心が奪われているのか、目が奪われているかを考えています。よく花火を例にしていますが、花火って美しくて目を奪われるじゃないですか。もし心が奪われていたら、あの花火を打ち上げてみたいとか、上から見たいとか、次のアクションに繋がります。僕の場合は、心を奪われた瞬間に勝手に体が動いて、調べたり、誰かに連絡をしていたりしますね。

――ちなみに今はどんな夢があるんですか。

今は日本1周、移動式サウナをけん引免許の取得、海外に住む、娘とギターでセッションする、量子力学を学ぶっていう。

――量子力学ですか?

最近、バークレー大学の教授に授業をしてもらって、めっちゃ難しかったんですけど、ドキドキしたので、学んでみたくなりました。

――ギターのセッションから量子力学まで…。

叶えられると成功体験になるので。

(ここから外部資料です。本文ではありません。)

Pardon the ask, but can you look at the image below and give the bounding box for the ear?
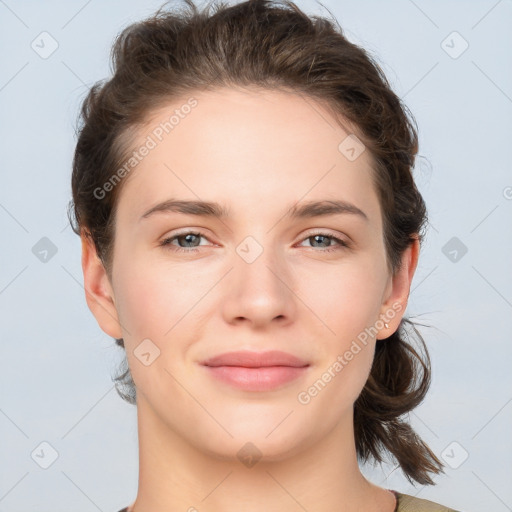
[80,233,123,338]
[377,237,420,339]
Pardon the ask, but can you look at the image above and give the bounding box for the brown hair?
[68,0,443,484]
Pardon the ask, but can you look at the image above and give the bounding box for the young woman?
[70,0,464,512]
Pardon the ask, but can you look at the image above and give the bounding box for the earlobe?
[377,238,420,339]
[80,234,123,338]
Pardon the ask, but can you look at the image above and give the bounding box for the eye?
[160,231,207,252]
[303,233,350,252]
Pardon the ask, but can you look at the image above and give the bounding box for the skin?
[82,88,419,512]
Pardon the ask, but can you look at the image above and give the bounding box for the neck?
[129,400,395,512]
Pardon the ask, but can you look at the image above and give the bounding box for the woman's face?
[84,89,411,460]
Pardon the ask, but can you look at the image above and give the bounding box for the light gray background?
[0,0,512,512]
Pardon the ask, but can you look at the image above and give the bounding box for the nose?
[222,241,298,328]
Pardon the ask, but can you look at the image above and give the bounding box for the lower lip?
[205,366,308,391]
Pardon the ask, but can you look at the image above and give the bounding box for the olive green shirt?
[391,491,458,512]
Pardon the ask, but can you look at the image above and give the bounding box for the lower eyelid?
[159,231,350,252]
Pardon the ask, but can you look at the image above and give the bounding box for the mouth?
[201,351,310,392]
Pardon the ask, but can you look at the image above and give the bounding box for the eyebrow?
[139,199,368,221]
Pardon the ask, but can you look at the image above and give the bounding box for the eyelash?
[160,231,350,253]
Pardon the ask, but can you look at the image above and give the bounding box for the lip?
[201,350,309,368]
[201,350,309,391]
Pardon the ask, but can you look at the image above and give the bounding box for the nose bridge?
[224,235,293,323]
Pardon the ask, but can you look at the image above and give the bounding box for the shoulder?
[395,491,458,512]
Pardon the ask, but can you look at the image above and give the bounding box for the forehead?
[118,88,378,221]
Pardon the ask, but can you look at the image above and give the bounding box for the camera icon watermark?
[338,133,366,162]
[236,236,263,263]
[30,32,59,59]
[30,441,59,469]
[441,30,469,59]
[441,441,469,469]
[133,338,160,366]
[441,236,468,263]
[32,236,58,263]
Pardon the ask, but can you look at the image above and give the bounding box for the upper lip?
[201,350,309,368]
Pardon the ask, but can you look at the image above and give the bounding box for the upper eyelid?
[162,228,351,243]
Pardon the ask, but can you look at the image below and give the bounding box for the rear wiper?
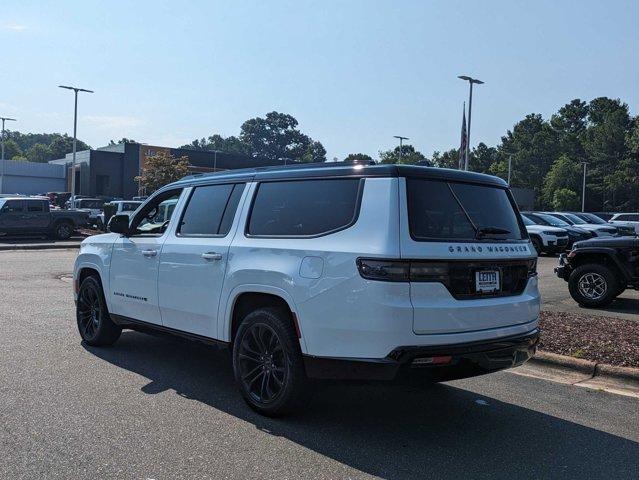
[475,227,510,239]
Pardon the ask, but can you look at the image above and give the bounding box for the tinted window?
[27,201,44,212]
[178,185,243,235]
[248,178,360,236]
[406,178,525,240]
[2,200,22,213]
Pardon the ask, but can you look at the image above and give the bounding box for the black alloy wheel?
[76,276,122,346]
[238,323,288,404]
[233,307,306,417]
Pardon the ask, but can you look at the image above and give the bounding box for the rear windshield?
[406,178,527,241]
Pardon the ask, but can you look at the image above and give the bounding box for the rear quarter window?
[246,178,363,237]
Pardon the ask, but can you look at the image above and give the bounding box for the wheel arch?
[218,285,306,353]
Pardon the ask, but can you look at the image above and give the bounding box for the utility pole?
[581,162,586,212]
[457,75,484,170]
[58,85,93,209]
[393,135,410,163]
[0,117,17,193]
[508,155,513,186]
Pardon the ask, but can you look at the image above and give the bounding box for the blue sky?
[0,0,639,159]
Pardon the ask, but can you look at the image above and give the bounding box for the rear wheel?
[76,275,122,347]
[530,237,544,255]
[233,308,306,416]
[568,263,620,307]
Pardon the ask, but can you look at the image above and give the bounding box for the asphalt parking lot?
[537,256,639,321]
[0,250,639,480]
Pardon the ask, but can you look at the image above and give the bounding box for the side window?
[2,200,22,213]
[177,184,244,236]
[247,178,363,237]
[27,201,44,213]
[130,188,182,236]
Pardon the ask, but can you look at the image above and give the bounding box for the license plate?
[475,270,499,292]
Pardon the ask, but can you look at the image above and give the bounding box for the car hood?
[526,225,566,234]
[573,237,639,249]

前向きになるじゃないですか。最近達成したのは、無人タクシーに乗るということ。サンフランシスコに行って乗って来ましたけど、もうタクシードライバーはいらないなって思いました。

――素晴らしいですね。私も見習いたいです。最後に、番組の視聴者にメッセージ、見どころをお願いいたします!

宇宙と言われると、果てしなくて想像が及ばないという空気感の人が多いと思います。でも意外と宇宙は身近で、手を伸ばせばそこにある存在だったりします。でも手が届いても、もっと向こう側があって知れば知るほどワクワクします。この番組を通して宇宙の入り口を知ってもらえたらうれしいし、衛星の打ち上げが成功するのか否か、番組を通じて体験してほしいです。

――ありがとうございます! 衛星の打ち上げを楽しみにしています。